Yesterday's news about the quarantine in Dallas should have laid much of this fear to rest. But you know the fear-mongers will be back with another chapter. We must remember that they perform the same function as our inner voices of fear. They both stop us in our tracks when we panic. And they keep us from moving forward. Don't let that happen. Be clear-headed. Listen to what is really being said. See what is really there. And for all of our sakes--breathe!

Wednesday, October 1, 2014

Trust issues

One of my clients occupies a senior management position, is an expert in her field, and really knows her stuff. But she confided in me that she had trouble answering questions in meetings with her peers and those at the top of her organization.

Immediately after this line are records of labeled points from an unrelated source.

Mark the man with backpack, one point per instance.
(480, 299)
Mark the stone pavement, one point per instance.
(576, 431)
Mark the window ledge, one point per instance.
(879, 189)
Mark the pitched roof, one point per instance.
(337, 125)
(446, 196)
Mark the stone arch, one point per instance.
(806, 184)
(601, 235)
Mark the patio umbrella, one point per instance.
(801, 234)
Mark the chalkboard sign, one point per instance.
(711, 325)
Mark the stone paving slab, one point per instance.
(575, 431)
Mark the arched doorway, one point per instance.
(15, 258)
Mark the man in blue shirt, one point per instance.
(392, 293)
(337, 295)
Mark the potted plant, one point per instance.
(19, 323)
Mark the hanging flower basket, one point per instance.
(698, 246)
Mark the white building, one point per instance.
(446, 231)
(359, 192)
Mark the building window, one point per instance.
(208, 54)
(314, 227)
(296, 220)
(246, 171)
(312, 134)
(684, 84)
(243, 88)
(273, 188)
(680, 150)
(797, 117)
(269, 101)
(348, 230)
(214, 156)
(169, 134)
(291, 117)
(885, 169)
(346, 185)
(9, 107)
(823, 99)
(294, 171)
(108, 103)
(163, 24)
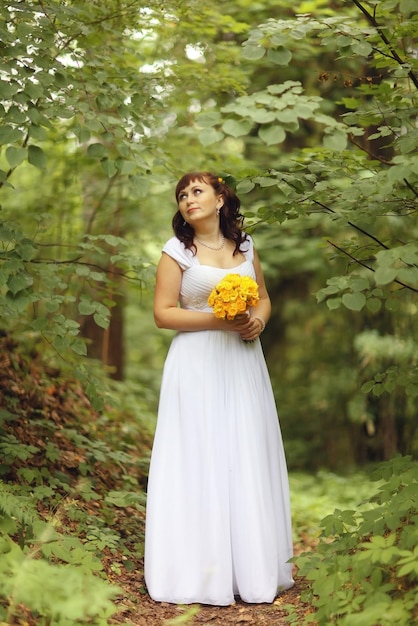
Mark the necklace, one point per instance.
(202, 243)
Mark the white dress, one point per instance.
(218, 512)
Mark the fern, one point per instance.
(365, 569)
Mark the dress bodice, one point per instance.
(199, 280)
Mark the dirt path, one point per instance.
(137, 609)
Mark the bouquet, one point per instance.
(235, 294)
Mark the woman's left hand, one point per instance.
(252, 329)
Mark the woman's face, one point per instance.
(198, 201)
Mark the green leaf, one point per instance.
(15, 156)
(280, 56)
(37, 157)
(19, 282)
(272, 134)
(354, 301)
(245, 186)
(385, 275)
(253, 53)
(209, 136)
(407, 7)
(8, 134)
(86, 307)
(236, 129)
(109, 167)
(96, 150)
(362, 48)
(336, 141)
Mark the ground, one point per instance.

She is not alone. Many people have difficulty when put "on the spot" around the conference table or in the boardroom. I call it the "hot seat effect" and it is one of the manifestations of being trapped in the Speaker's Bubble (see my explanation of that peculiar place here). I work with clients to climb out of that trap by practicing breathing to stay centered and focused. The insidious thing about the hot seat, though, is how unexpectedly you find yourself on it. You're not standing under lights at a podium in front of a group of thousands, for heaven's sake; you're doing something fairly routine. Sitting in a chair. Having a meeting. But when the stakes are high (i.e. Very Important People listening to your every word), the heat is on.

The way to turn it off is to slow your heart rate by breathing fully and deeply. By doing so, you re-energize while you decrease your level of nervousness. The added bonus is that you regain your focus, and with it, your confident posture and vocal tone. You have the tools to climb the mountain.

My client, however, was worried that, though she could regain her composure, she had lost her way. Her destination seemed oddly distant on her mental map. She "went off on a tangent" while answering questions. She did give definite answers, eventually. But she feared her roundabout way of arriving at them would diminish her in others' eyes. Her misgivings were well-founded: confusing or long-winded answers can make those around you question your authority.

I have worked with her for a while now, and knew exactly what the trouble was. I prescribed a simple mental shift: she needs to trust herself. Trust her knowledge. Trust her clear, simple answer. Because the people she is speaking to trust her. They regard her as the expert in her field. So her desire to explain her answers, to make a strong case for them, is simply unnecessary. Her straightforward opinion is all that is needed. I reiterated: "Trust yourself. Your peers respect your judgement, your expert opinion, your guidance. If they need you to back up your pronouncements, they will ask. . . "  But I doubt it. When she trusts herself and gives a clear answer, they will be more than satisfied.

Trust yourself: simple to say; hard to do. Get started!